Martin Buchheit, Hani Al Haddad, Ben M. Simpson, Dino Palazzi, Pitre C. Bourdon, Valter Di Salvo, and Alberto Mendez-Villanueva
The aims of the current study were to examine the magnitude of between-GPS-models differences in commonly reported running-based measures in football, examine between-units variability, and assess the effect of software updates on these measures.

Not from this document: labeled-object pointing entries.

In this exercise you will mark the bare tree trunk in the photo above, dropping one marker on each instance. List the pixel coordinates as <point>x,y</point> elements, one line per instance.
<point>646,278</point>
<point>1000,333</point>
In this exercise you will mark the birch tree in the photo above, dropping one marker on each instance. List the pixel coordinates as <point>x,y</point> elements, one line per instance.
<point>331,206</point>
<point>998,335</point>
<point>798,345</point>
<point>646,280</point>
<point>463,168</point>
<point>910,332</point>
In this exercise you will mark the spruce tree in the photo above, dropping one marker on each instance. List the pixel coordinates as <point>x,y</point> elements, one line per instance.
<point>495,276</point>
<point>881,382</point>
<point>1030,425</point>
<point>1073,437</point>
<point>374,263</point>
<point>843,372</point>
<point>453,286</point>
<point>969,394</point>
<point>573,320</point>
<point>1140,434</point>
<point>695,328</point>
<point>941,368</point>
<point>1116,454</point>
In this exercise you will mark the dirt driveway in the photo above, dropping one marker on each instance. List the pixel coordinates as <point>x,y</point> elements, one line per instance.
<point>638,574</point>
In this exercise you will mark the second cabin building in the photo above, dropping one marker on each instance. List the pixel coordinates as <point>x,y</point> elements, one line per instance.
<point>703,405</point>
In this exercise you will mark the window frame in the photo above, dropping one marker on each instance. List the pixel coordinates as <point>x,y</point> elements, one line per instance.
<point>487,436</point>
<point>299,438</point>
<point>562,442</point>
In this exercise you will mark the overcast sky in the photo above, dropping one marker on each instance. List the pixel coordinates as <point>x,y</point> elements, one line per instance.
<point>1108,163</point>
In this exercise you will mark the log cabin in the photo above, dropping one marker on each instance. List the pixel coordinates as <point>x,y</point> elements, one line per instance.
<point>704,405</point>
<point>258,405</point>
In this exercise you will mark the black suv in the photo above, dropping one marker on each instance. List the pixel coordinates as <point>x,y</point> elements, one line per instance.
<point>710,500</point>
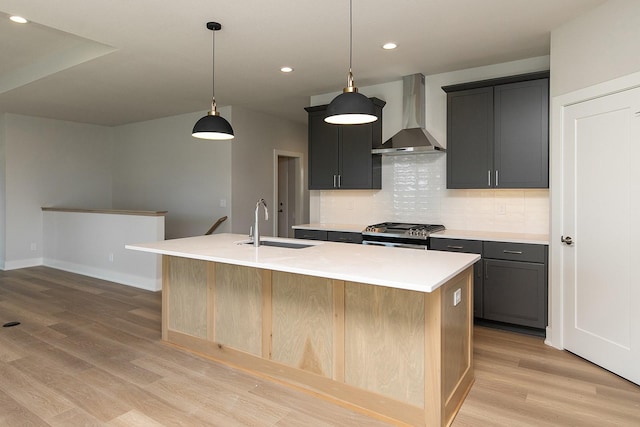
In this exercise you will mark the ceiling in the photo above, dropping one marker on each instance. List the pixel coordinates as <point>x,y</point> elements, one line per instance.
<point>121,61</point>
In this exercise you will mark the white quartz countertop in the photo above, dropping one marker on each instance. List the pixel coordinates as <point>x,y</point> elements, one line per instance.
<point>411,269</point>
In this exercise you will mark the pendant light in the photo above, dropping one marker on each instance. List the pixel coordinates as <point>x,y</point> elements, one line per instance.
<point>213,126</point>
<point>350,107</point>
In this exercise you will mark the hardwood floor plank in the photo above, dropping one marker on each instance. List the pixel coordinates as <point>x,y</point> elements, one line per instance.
<point>88,353</point>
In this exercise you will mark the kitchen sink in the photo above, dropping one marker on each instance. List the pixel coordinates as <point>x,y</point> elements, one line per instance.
<point>289,245</point>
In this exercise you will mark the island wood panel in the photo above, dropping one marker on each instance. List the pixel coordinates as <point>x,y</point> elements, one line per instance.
<point>457,344</point>
<point>397,319</point>
<point>187,298</point>
<point>238,307</point>
<point>302,310</point>
<point>384,341</point>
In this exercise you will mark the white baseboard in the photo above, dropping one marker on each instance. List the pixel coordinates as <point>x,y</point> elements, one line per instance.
<point>22,263</point>
<point>149,284</point>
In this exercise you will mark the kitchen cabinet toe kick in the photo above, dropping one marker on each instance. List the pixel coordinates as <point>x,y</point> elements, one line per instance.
<point>399,355</point>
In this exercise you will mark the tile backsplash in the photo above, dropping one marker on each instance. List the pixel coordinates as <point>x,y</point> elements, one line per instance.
<point>414,190</point>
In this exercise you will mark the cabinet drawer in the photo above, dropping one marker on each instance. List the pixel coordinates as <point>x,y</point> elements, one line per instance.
<point>310,234</point>
<point>343,236</point>
<point>456,245</point>
<point>515,251</point>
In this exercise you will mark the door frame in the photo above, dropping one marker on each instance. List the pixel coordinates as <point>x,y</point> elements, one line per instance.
<point>298,178</point>
<point>555,329</point>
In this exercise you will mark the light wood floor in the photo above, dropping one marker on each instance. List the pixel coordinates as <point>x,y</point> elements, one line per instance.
<point>88,352</point>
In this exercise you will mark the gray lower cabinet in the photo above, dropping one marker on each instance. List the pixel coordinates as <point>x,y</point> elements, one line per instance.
<point>328,235</point>
<point>515,292</point>
<point>510,283</point>
<point>467,247</point>
<point>515,283</point>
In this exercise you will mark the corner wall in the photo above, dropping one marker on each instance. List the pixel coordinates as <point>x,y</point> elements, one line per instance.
<point>257,136</point>
<point>3,190</point>
<point>49,163</point>
<point>598,46</point>
<point>159,166</point>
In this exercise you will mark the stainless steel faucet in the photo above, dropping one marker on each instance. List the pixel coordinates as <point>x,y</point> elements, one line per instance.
<point>255,233</point>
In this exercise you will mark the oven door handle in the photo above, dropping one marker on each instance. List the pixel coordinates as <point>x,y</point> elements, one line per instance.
<point>394,245</point>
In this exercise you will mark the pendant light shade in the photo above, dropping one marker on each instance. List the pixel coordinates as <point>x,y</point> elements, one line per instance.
<point>213,126</point>
<point>350,107</point>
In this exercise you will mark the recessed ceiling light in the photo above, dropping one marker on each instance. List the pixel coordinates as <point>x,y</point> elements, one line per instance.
<point>18,19</point>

Fifty identical-brand GPS units (15 SPI-proX and 35 SPIproX2, 15 Hz, GPSports, Canberra, Australia) were attached to a custom-made plastic sled towed by a player performing simulated match running activities. GPS data collected during training sessions over 4 wk from 4 professional football players (N = 53 files) were also analyzed before and after 2 manufacturersupplied software updates. There were substantial differences between the different models (eg, standardized difference for the number of acceleration >4 m/s2 = 2.1; 90% confidence limits [1.4, 2.7], with 100% chance of a true difference). Between-units variations ranged from 1% (maximal speed) to 56% (number of deceleration >4 m/s2). Some GPS units measured 2–6 times more acceleration/deceleration occurrences than others. Software updates did not substantially affect the distance covered at different speeds or peak speed reached, but 1 of the updates led to large and small decreases in the occurrence of accelerations (–1.24; –1.32, –1.15) and decelerations (–0.45; –0.48, –0.41), respectively. Practitioners are advised to apply care when comparing data collected with different models or units or when updating their software. The metrics of accelerations and decelerations show the most variability in GPS monitoring and must be interpreted cautiously.